Détails et éléments notables

  • Références juridiques :
    • Directive UEMOA n°06/2009/CM/UEMOA du 26 juin 2009.
    • Loi organique n°2001-09 du 15 octobre 2001 (abrogée).
    • Loi organique n°2007-29 du 10 décembre 2007 (modification de la loi de 2001).
    • Articles 3, 4, 5, 12, 13, 14, 15, 18, 21, 23, 30, 44, 45, 51, 52, 57, 67, 72 et 73 de la présente loi organique.
  • Innovations majeures :
    • Budget présenté en programmes avec des objectifs mesurables et des indicateurs de performance.
    • Responsabilisation des gestionnaires de programmes.
    • Fongibilité des crédits au sein d’un même programme.
    • Introduction des autorisations d’engagement et des crédits de paiement.
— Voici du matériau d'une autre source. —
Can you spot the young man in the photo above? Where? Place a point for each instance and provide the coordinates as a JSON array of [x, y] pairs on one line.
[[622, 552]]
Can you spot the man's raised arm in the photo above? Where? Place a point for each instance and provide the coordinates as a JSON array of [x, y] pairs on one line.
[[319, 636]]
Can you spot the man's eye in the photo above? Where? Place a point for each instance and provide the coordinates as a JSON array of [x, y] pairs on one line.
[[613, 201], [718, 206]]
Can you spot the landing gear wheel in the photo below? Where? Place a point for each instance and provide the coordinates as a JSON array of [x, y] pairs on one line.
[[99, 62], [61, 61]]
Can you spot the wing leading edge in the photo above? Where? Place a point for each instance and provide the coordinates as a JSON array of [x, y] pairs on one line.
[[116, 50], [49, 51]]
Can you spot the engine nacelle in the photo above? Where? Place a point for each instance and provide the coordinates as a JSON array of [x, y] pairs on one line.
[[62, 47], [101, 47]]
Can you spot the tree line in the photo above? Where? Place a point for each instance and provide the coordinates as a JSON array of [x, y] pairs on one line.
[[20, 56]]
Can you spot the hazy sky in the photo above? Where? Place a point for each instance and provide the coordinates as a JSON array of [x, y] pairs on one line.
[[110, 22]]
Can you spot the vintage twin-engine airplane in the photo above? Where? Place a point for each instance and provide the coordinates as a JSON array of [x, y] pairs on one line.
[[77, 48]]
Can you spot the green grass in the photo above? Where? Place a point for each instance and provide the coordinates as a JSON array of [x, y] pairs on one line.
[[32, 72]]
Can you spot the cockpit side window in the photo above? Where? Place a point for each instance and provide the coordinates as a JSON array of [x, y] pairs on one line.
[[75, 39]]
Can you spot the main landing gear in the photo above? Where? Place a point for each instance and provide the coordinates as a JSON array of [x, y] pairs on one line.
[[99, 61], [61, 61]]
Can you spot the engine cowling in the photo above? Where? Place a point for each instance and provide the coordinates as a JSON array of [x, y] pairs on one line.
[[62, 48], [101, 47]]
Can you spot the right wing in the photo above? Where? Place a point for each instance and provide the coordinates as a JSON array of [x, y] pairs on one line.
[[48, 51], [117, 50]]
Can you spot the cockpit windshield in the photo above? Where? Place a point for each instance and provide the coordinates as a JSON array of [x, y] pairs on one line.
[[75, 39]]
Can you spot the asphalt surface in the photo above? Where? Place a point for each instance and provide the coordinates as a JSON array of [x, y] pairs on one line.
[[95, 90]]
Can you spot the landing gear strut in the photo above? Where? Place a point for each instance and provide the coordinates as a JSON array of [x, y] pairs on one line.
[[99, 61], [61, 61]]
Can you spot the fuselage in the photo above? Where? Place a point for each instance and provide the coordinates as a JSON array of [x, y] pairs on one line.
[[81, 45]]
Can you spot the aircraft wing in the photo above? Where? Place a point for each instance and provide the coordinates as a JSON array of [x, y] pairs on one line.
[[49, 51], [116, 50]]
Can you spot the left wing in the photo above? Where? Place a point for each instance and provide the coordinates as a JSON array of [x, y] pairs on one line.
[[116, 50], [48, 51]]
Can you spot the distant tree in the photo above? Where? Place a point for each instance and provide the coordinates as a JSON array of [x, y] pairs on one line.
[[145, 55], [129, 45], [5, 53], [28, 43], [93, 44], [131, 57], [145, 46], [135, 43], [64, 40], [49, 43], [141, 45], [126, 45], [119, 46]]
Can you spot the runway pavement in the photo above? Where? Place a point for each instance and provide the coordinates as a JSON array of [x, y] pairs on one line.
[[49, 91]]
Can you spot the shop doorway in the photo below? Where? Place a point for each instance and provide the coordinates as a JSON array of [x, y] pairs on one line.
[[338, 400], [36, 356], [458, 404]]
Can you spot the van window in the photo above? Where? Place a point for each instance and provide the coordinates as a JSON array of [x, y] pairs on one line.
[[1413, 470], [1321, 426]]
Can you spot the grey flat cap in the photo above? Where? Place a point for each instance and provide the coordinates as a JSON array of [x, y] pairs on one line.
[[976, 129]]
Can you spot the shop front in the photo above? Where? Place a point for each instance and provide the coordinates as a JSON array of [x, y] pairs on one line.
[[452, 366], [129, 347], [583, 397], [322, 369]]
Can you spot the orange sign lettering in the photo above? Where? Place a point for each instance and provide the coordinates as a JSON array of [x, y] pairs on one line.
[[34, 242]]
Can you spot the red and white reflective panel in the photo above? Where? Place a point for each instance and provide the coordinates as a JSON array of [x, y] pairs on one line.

    • Renforcement de la transparence via des rapports trimestriels d’exécution budgétaire transmis au Parlement.
  • Acteurs et institutions :
    • Parlement (Assemblée nationale et Sénat).
    • Cour des comptes (contrôle des résultats des programmes).
    • Ministre chargé des Finances (ordonnateur principal unique pendant une période transitoire de 5 ans).
    • Ministres sectoriels et responsables de programmes.
  • Dispositions transitoires :
    • Application test des principes de la loi organique lors de la préparation de la loi de finances 2016.
    • Entrée en vigueur définitive le 1er janvier 2016.
    • Dispositions spécifiques pour le débat d’orientation budgétaire et la transmission des rapports d’exécution à partir de 2012 (articles 56 et 70).
  • Procédures et contrôles :
    • Décrets d’avance pris en Conseil des Ministres en cas d’urgence (article 23).
    • Ratification des mouvements de crédits par le Parlement dans la plus prochaine loi de finances (article 26).
    • Contrôle de la Cour des comptes sur les résultats des programmes et évaluation de leur efficacité (article 71).